In late January, when the first coronavirus news came out, and then in early February, going into Chinese New Year, no one thought it would come to this. There may be some small disruptions, but nothing that would stop the spinning of the world.
And then China put everyone in Hubei in lockdown; then everyone else across China, the first cases outside of China started to crop up, and I remarked that it would probably get worse before it got better, but even then, I did not guess how bad it would become.
My remark came from the supply chain impacts we were seeing - and then it was mostly supply side, with factories unable to come back after CNY. I didn't imagine a demand side disruption of this magnitude.
My Chinese colleagues were trying to ship masks to China, and they were getting held by customs.

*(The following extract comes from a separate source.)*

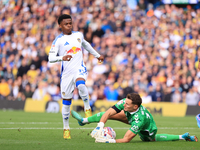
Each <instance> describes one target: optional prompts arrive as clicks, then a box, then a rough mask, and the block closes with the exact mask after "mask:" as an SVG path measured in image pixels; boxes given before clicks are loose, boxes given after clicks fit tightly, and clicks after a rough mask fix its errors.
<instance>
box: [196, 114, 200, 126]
mask: <svg viewBox="0 0 200 150" xmlns="http://www.w3.org/2000/svg"><path fill="white" fill-rule="evenodd" d="M196 120H197V126H198V127H199V128H200V114H198V115H197V116H196Z"/></svg>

I worried about my parents - traveling from India to UAE - travel spread accounted for most of the spread across other parts of the world at that time. I worried about my sister, traveling back to India from the UAE - she would go to visit my grandmother, and even that looked risky. But we were also looking at cheap flights to Asia, and wow! Bangkok looks so cheap!
Events moved fast. First the lockdown in Italy - Milan, the Italian tourists in Agra... it was strange, unbelievable that Italy, then France, Spain, Germany, should all be going into lockdown, and the US was not affected.
Only a few cases here, and of course, the ship parked off the coast of California, waiting to be allowed into port, only Trump didn't want the number of cases to increase (!)
And the cases did seem low - given the amount of travel from just the Bay Area to China and Europe, nothing to say of everywhere else. The numbers had to be artificially low - due to limited testing - everyone knew that. A couple of cases in Seattle, in Los Angeles... no epidemic yet. Markets were still high.
And then the crash as the sudden realization sprung everywhere all at once that this was not going away - there was a rate cut, which seemed to briefly make things better, before turning entirely ineffectual, and then days and days of red bleeding all over the market. Seems like a good time to buy. Except two things - 1) Just when I place a limit order, the markets jump back up 2) I place an order and it goes through, and then the market sinks again.
Things started shutting down everywhere. Microsoft was one of the first companies to recommend working from home. Bay Area companies were slower to respond. Apple was one of the last. Taking it one week at a time, and then they realized that this wasn't going away soon, and extended it to Apr 7th. Will it end by Apr 7th? No one knows. It seems like we may be in this for the long haul.